MATERIALS AND METHODS

The project was approved by the institutional review board for the research site, a tertiary academic medical center. The project took place from July to November 2011. We conducted a qualitative study in an inpatient unit that included 20 hours of observation and 9 nurse interviews. We conducted an additional 18 interviews with nurses, recruited via an email campaign, from a variety of clinical settings, including inpatient, outpatient, and research. See Table 1 for participant training and experience characteristics. As a group, the participants reported having current or previous experience in a total of 27 different areas of practice. For the qualitative study, 3 trained researchers (L.L.N., C.L.S., J.Y.H.) recorded field notes on an acute care cardiology step-down unit using notepads or iPads. Field notes documented unit activities, focusing on nurse workflow, the process of safe medication administration, and interactions with the BCMA system. We accompanied nurses through medication management activities, asking about the processes of patient care and medication distribution to better understand daily activity on the unit, nurses’ task prioritization, and general perspectives on medication safety.

Table 1.

Training and experience of participants

Training Experience
Unknown Observed and Interviewed Interview Only Total
0–5 y 6–10 y 11–20 y 21–30 y 31+ y
LPN 1 0 0 1 1 3 3
RN 6 1 1 1 1 6 4 10
RN, BSN 5 2 2 0 0 1 5 5 10
RN, MSN 0 0 1 0 1 2 2
RN, MS (other) 0 1 0 0 1 2 2
Total 12 4 4 2 4 1 18 9 27

BSN: bachelor of science in nursing; LPN: licensed practical nurse; MS: master of science; MSN: master of science in nursing; RN: registered nurse.

Interviews took place in a private location. Probes focused on themes that arose in the observational data, including: “What does medication safety mean to you?”; “What do you do to ensure medication safety?”; “How does patient turnover rate affect medication safety?”; “How do you deal with complexity in patient care?”; and “What role do you think patient education has in medication safety?” Interviews ranged from 19 to 30 minutes.

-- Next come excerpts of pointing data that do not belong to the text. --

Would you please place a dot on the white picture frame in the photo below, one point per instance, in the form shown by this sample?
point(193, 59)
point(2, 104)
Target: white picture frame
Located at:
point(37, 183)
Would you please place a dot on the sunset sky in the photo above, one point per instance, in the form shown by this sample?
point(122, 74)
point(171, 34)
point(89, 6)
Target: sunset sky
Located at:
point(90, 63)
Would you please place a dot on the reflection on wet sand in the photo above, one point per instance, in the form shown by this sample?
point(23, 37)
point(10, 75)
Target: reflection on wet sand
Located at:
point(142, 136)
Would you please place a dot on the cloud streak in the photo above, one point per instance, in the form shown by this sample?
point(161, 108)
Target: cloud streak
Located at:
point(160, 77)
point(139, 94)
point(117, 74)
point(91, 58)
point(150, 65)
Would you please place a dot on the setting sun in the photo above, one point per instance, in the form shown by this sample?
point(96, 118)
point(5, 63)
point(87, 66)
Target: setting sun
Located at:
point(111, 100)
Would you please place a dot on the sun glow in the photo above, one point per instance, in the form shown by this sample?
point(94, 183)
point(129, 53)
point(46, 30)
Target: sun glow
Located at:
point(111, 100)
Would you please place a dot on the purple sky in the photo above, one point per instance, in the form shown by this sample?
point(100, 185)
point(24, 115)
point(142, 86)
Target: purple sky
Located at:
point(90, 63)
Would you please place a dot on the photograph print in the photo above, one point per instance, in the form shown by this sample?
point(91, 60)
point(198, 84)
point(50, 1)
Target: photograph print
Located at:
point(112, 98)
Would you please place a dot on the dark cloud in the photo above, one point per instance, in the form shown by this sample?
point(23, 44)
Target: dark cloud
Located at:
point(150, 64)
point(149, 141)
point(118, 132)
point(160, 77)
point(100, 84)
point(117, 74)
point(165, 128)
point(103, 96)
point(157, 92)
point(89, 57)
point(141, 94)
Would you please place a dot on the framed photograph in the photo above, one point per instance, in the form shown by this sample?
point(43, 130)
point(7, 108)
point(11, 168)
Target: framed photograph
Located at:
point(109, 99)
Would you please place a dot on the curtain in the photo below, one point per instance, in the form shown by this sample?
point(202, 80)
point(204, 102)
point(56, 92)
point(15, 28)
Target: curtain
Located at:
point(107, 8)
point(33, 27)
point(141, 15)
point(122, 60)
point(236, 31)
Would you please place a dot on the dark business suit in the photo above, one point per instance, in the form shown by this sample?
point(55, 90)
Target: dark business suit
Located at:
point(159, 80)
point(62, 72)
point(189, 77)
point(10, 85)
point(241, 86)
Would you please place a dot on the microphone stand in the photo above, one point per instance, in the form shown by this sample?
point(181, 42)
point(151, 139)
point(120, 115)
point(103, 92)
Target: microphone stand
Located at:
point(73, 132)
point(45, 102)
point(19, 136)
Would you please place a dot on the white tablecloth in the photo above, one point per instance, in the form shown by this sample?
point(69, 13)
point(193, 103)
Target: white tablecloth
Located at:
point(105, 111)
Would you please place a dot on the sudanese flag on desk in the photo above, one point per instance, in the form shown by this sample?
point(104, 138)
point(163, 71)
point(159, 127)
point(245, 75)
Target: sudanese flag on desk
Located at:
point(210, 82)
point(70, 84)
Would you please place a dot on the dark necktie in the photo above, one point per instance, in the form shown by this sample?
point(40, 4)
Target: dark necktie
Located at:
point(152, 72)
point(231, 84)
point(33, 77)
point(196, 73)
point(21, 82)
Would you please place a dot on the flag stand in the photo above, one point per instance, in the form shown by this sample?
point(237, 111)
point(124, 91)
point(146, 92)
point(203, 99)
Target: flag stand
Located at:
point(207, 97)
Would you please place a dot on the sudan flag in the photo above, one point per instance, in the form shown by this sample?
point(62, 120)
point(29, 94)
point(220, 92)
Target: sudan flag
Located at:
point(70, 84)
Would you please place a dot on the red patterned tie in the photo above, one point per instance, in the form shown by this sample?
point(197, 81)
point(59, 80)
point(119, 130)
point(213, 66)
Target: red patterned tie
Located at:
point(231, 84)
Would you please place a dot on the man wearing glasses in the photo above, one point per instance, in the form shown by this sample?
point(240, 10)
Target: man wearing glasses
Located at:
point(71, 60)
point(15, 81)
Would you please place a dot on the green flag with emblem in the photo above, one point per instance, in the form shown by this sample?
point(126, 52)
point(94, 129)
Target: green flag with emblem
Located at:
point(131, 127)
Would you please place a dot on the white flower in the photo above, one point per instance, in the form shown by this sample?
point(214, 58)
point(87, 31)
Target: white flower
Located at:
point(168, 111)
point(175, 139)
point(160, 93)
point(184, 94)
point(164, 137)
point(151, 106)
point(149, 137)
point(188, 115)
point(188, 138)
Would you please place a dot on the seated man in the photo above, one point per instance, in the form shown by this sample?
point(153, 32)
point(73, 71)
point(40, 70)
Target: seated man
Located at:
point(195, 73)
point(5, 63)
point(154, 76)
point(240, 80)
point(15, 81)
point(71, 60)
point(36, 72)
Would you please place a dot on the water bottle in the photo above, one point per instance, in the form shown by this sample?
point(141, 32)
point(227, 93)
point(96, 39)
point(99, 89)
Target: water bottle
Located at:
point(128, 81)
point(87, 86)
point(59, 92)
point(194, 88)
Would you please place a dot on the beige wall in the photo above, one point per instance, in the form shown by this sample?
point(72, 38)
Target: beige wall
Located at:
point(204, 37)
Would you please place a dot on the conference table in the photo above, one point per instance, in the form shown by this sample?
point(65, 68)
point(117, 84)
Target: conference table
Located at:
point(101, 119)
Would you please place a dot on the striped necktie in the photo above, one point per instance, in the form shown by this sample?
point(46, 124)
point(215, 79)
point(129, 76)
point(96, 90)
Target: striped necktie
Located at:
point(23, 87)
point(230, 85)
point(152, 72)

Each interview was recorded and then transcribed.

Data were analyzed using the qualitative data analysis tool Dedoose (Dedoose, Manhattan Beach, CA). All field notes and transcripts were imported into the tool. The data were coded by 3 trained coders using an open coding approach.22 Two of the researchers (L.L.N., C.L.S.) who analyzed the data were experienced organizational ethnographers; the other (J.Y.H.) was a student who had received training on rigorous methods of data analysis. In this process, text excerpts were labeled with 1 or more codes, reflecting themes represented in the excerpts. The 3 researchers collaborated on the development and definition of the codes. Autonomy emerged as a key theme. We searched the literature on nursing autonomy to better understand how to analyze the data. The concept of orienting frames17 provided a way to organize the data analytically, and we sought additional themes that helped illuminate the relationship between autonomy and BCMA.

RESULTS

Our findings highlight situations in which nurses preferred their own judgment over the BCMA system and how this choice adheres to previously established orienting frames. Over half the participants responded to the question “What does medication safety mean to you?” initially by summarizing the “5 rights of medication safety” (right patient, right drug, right dose, right time, and right route). Of these 5 rights, the ones mentioned more commonly were right patient, right medication, and right dose. One nurse added that ensuring medication safety was a key aspect of the nurse’s role:

We play a huge role in making sure that the patient is safe and also making sure that the correct medication is written even by the physician. Errors can be made, and so we’re next in line to make sure that the patient is safe.”—Research nurse, reflecting on her experience in intensive care

The BCMA system verified these 3 rights by displaying an error if scanning the patient’s barcode did not produce an order for a medication that matched the medicine scanned. Nurse routines involved several actions to ensure patient safety: (1) scan the medication and patient; (2) attend to system alarms; (3) verify orders in the system as needed, by consulting the physician, pharmacy, or other nurses. Nurses needed to “be aware of orders coming in” and relied on familiarity with the patient’s history and medication schedule. One cardiology nurse reported: “This is on you to go into some sort of [medication reference] that you have access to and check to make sure if medications are compatible or not.” Thus, the BCMA system does not guarantee the correct medication for the patient has been ordered. Nurse autonomy and decision making are relevant to verifying the system’s instructions themselves, as the nurse assesses that the ordered medication is appropriate for the intended patient.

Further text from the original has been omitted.